Angst vor der AfD: Wie Deutschland sich jagen lässt
Mit Thüringen gibt es ein deutsches Bundesland, in dem erstmals seit der Zeit des Nationalsozialismus eine rechtsextreme Partei bei Wahlen wieder stärkste Kraft wurde. Menschen mit Migrationshintergrund erwägen, Deutschland zu verlassen. Man könnte fast meinen, das hätte niemand mitbekommen. Denn statt sich zu überlegen, wie man mit der Bedrohung durch die AfD umgeht, greift man ihr unter die Arme – auch weil viele Medien und Politiker falschen Annahmen aufsitzen. Unser Redakteur Alexander Roth kommentiert.
2018 hatte der damalige Innenminister Horst Seehofer (CSU) gesagt: „Die Migrationsfrage ist die Mutter aller politischen Probleme in diesem Land“. Es war eine Reaktion auf eine tödliche Messerattacke in Chemnitz, für die später ein Syrer verurteilt wurde. Eine Messerattacke, die zu Hetzjagden auf Migranten und rechtsextremen Demos in der Stadt geführt hatte. Und, so wurde es damals schon bewertet, es war auch ein Versuch Seehofers, die CSU vor den Landtagswahlen in Bayern zu positionieren – und einen Wahlerfolg der AfD noch abzuwenden.
AfD und Populismus: "Du kannst ein Stinktier nicht überstinken"
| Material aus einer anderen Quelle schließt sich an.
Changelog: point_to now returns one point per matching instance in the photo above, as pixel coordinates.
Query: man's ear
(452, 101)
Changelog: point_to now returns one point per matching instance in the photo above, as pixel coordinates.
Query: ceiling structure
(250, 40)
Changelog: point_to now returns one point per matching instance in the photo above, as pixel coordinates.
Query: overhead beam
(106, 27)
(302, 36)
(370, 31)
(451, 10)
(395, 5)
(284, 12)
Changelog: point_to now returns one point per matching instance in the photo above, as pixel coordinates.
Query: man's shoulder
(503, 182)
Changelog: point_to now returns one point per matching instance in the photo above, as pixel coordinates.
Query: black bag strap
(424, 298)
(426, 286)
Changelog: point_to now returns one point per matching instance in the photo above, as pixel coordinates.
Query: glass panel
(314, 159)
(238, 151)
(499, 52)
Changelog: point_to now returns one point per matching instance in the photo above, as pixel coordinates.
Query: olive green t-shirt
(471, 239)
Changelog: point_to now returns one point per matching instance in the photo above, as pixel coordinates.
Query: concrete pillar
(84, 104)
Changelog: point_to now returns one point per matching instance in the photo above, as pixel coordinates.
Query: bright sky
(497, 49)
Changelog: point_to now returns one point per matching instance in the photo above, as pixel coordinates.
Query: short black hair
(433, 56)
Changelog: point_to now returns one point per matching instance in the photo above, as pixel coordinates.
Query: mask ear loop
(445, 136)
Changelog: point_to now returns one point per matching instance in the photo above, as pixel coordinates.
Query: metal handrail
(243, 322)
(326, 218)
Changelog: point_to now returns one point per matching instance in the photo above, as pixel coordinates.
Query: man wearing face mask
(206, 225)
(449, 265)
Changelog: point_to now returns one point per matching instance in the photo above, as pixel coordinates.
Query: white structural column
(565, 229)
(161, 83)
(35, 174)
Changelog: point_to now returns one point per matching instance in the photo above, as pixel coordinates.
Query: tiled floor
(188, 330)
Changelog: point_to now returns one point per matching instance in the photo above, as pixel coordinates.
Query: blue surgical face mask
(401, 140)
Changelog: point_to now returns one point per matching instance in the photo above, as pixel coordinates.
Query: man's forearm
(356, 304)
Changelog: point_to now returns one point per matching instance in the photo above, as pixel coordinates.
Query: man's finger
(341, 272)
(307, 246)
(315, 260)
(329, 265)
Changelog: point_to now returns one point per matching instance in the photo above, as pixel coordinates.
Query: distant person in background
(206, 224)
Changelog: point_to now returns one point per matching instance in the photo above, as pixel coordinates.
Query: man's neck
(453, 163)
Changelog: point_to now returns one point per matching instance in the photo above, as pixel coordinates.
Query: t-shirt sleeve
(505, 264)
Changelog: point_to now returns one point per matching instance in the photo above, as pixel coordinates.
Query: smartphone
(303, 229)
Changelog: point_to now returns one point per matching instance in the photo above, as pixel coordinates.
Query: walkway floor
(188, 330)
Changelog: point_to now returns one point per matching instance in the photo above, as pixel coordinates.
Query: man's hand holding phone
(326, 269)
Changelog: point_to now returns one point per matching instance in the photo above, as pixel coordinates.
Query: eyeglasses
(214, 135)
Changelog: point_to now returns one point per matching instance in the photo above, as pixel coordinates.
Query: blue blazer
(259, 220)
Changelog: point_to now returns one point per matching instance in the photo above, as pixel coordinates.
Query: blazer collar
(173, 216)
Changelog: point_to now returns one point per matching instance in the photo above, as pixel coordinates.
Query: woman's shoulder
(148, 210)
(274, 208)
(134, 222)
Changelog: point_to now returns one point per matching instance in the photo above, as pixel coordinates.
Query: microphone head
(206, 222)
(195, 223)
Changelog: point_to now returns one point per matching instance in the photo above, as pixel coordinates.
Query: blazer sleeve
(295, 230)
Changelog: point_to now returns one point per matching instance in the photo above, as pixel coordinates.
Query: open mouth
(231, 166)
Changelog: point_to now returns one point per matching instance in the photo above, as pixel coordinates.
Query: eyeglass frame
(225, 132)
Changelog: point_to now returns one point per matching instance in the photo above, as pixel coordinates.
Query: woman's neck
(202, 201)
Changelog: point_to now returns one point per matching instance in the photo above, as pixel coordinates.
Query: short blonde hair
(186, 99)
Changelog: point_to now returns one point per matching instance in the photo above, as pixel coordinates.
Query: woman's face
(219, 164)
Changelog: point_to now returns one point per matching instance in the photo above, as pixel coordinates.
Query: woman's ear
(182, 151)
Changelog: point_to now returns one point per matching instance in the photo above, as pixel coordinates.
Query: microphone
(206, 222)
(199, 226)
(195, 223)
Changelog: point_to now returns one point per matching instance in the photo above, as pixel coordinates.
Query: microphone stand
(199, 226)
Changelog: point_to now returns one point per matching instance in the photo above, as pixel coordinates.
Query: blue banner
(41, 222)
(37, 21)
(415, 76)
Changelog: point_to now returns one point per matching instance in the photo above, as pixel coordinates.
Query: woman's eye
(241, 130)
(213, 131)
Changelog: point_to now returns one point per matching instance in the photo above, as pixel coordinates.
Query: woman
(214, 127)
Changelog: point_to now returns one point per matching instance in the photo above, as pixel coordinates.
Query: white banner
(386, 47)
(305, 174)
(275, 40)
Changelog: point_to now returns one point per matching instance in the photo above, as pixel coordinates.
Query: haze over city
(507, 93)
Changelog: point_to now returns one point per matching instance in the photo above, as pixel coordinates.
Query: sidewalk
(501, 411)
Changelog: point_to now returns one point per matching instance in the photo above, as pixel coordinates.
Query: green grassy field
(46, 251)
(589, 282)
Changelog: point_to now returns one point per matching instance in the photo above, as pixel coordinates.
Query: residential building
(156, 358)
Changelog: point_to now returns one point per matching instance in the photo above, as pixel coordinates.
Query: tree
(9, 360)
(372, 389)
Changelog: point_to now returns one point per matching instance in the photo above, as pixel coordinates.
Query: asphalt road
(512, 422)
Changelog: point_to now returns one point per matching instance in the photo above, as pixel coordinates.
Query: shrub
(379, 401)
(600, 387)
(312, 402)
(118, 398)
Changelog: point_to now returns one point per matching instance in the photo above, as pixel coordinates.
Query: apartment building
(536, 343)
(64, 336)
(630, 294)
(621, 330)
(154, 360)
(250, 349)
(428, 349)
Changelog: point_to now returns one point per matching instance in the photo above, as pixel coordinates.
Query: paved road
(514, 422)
Der Wahlerfolg der AfD kam trotzdem. Und als Reaktion darauf – man mag es heute kaum glauben – änderte die CSU ihre Strategie radikal. „Du musst auf der hellen Seite stehen, brauchst einen klaren Kurs der bürgerlichen Mitte. Und vor allem: Du kannst ein Stinktier nicht überstinken.“ So fasste der damalige CSU-Generalsekretär Markus Blume 2020 im „Zeit“-Interview die wichtigsten Erkenntnisse aus 2018 zusammen. „Ignorieren funktionierte nicht, weil die AfD durch ständige Polarisierung und Provokation ihren eigenen Resonanzboden in Medien und sozialen Netzwerken schafft“, so Blume. „Übertönen war unmöglich, weil sich Populisten nicht übertönen lassen und man am Ende selbst auf die dunkle Seite gezogen zu werden droht.“
Weise Worte. Doch die CSU blieb nicht bei ihrem Kurs. Parteichef Markus Söder steht längst wieder populistisch polternd im Bierzelt. „Das Kernproblem ist, diese Migration wächst uns über den Kopf", sagte er kürzlich im ZDF. "In vielen deutschen Städten fühlen sich auch viele Deutsche nicht mehr zu Hause und sind unsicher, wie es weitergeht." Söder spielt das Spiel der AfD, wie Seehofer 2018. Wie das ausgeht, müsste man in der CSU eigentlich wissen.
Migration begrenzen! Überall tönt der Sound der AfD
Damit wir uns verstehen: Das Problem ist nicht, dass Politikerinnen und Politiker über Probleme mit Migration sprechen. Sondern dass sie so tun, als seien alle Probleme letztlich auf Migration zurückzuführen. Islamistischer Terrorismus in Solingen? Migration begrenzen! Hohe Mieten? Migration begrenzen! Rechtsextreme greifen nach der Macht? Migration begrenzen! So klingen große Teile der deutschen Politik nach Thüringen, Sachsen und Solingen. Aus Handys, Fernsehgeräten, Radios und dem Blätterwald tönen sie im Sound der AfD. Komplexe Probleme, eine vermeintlich einfache Antwort. Die intellektuelle Bankrotterklärung wird als Krisenmanagement präsentiert. Aber warum sollte jemand, der das Original wählen kann, sich für die billige Kopie entscheiden? Und wann hat das jemals funktioniert?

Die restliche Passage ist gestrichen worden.